Implement Omit<Type, Keys>
Constructs a type by picking all properties from Type and then removing Keys.
interface Todo {
title: string;
description: string;
completed: boolean;
}
If you see the above interface it has 3 properties title, description, and completed. If you want to remove title key from that interface then you can use the Omit utility type. But here I am going to create a custom Omit type that will do the same thing as the Omit utility type.
type CustomOmit<T,K extends keyof T> = {
[Key in keyof T as Key extends K ? never : Key] : T[Key]
}
If you see the above code snippet which expects Type and Keys. Omit will only remove keys from the Type or Interface which we are passing that's why I have return K extends keyof T
. and later we just need to check key is available in K if it's available we will return never else will return keyValue pair.
type TodoPreview = Omit<Todo, "title">;
type TodoPreviewCustomOmit = CustomOmit<Todo, "title">;
Above both snippets will work the same and it will pick all key/value except title key from Todo type.
For Ex.
const todo: TodoPreviewCustomOmit = {
description: string,
completed: boolean,
}
For more details please refer official doc
Top comments (4)
Why would I need a custom omit type?
You don't need but in some cases if you want to create some custom types based on your requirement then it will help you to get idea how you can implement it.
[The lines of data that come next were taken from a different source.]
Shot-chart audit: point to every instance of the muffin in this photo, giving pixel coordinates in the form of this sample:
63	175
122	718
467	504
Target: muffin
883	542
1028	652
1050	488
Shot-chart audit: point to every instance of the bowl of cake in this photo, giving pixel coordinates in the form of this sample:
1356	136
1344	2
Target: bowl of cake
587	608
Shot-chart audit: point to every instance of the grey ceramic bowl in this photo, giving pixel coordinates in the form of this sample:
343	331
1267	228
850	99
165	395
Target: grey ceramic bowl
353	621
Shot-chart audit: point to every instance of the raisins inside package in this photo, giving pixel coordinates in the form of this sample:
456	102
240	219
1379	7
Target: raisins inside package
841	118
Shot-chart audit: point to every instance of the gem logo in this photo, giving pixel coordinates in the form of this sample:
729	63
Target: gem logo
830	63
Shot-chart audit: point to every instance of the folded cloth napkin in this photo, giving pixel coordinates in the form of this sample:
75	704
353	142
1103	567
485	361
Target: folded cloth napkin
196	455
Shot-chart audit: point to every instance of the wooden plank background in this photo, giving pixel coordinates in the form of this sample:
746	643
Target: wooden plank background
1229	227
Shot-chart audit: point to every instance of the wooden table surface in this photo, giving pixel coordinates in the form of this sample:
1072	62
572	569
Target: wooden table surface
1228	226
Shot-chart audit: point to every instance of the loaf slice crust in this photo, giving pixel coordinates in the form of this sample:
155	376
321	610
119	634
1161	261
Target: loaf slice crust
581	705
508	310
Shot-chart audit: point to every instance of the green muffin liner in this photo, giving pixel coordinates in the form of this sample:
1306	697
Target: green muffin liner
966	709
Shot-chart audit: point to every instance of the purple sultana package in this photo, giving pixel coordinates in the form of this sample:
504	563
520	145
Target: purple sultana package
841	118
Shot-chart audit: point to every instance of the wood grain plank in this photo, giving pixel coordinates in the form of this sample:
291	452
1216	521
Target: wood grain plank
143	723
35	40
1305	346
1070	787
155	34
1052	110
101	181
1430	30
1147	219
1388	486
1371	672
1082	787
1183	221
P.S. I'm practicing typescript so I can enhanced my skills day by day ☺️
It's a very good way of practicing
Thank you Ajay, I was looking for the syntax of how to exclude some keys based on condition and finally found it here. With using the construction of conditional keys like
[Key in keyof T as Key extends K ? never : Key] there is so many cool things to do.
For example, here I created a simple type to get only properties from a provided type:
type Properties<T> = {
[Key in keyof T as T[Key] extends Function ? never : Key]: T[Key]
};
Nice utility to use in serializations, for example. Thank you once again!